These were influential and popular bands of the time, to some extent, iconic of the 70s along with a few other rock forms. Progressive rock was a particular influence that gave rise to the rock anthems of the 80s.


----------



## Guest (Jul 24, 2019)

DrMike said:


> Prog rock is rock for people who don't really like rock, and who believe that overstaying your welcome is perfectly fine. They are the type of people who will hang out at a party for hours after it has ended, ignoring the yawns of the hosts who just want to go to bed. Hence, most prog rock drones on and on, pretending that endless repetition is some indicator of sheer musical talent.
> 
> It would make a perfect soundtrack for getting stuck in a roundabout for hours on end.


Hohoho. But not actually true. Prog rock is for people who like prog rock. Any other assertion about their musical tastes would be a wild generalisation, or falsehood.


----------



## philoctetes (Jun 15, 2017)

It's great for infantiles to argue about.


----------



## Guest (Jul 25, 2019)

Good background music while getting stoned.


----------



## Guest (Jul 25, 2019)

DrMike said:


> Good background music while getting stoned.

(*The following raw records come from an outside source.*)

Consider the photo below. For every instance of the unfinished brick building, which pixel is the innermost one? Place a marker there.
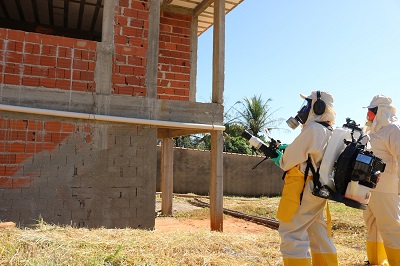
(87, 89)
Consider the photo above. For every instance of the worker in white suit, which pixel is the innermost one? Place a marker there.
(382, 216)
(300, 213)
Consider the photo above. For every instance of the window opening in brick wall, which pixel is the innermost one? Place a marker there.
(80, 19)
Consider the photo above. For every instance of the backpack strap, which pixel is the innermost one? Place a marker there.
(325, 124)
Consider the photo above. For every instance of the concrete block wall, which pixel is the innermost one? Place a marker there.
(71, 174)
(77, 172)
(192, 171)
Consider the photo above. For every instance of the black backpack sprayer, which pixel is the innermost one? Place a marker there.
(347, 172)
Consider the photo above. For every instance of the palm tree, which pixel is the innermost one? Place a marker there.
(257, 115)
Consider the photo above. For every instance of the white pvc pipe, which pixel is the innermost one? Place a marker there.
(109, 118)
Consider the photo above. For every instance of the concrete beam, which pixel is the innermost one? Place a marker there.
(117, 105)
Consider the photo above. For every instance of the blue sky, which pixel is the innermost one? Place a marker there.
(281, 48)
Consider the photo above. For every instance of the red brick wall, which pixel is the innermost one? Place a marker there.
(22, 139)
(54, 62)
(34, 59)
(174, 59)
(38, 60)
(131, 31)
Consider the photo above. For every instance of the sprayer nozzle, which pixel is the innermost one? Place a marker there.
(293, 123)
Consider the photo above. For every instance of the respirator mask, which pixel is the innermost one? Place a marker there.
(301, 116)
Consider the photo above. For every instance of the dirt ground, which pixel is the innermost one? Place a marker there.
(230, 224)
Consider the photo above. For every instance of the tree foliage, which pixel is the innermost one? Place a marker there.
(254, 115)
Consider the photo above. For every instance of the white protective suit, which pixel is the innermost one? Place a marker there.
(302, 225)
(382, 216)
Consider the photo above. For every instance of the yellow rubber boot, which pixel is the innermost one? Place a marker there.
(325, 259)
(393, 256)
(297, 261)
(376, 253)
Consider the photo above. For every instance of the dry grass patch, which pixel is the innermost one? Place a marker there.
(55, 245)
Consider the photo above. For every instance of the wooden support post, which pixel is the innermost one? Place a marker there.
(216, 179)
(193, 58)
(167, 167)
(152, 49)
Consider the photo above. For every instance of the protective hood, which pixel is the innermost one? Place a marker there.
(385, 115)
(329, 115)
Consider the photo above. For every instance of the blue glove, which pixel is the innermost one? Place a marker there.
(277, 159)
(282, 147)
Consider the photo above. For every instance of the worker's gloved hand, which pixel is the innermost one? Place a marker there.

I wouldn't know - are you speaking from experience?


----------



## DaveM (Jun 29, 2015)

philoctetes said:


> It's great for infantiles to argue about.


Whatever they are. Are you making up a new English word?


----------



## Guest (Jul 25, 2019)

MacLeod said:


> I wouldn't know - are you speaking from experience?


I don't listen to prog rock, if that answers your question.


----------



## Art Rock (Nov 28, 2009)

DrMike said:


> I don't listen to prog rock, if that answers your question.


You don't know it, but you have an opinion. How very 2019.


----------



## Guest (Jul 25, 2019)

Art Rock said:


> You don't know it, but you have an opinion. How very 2019.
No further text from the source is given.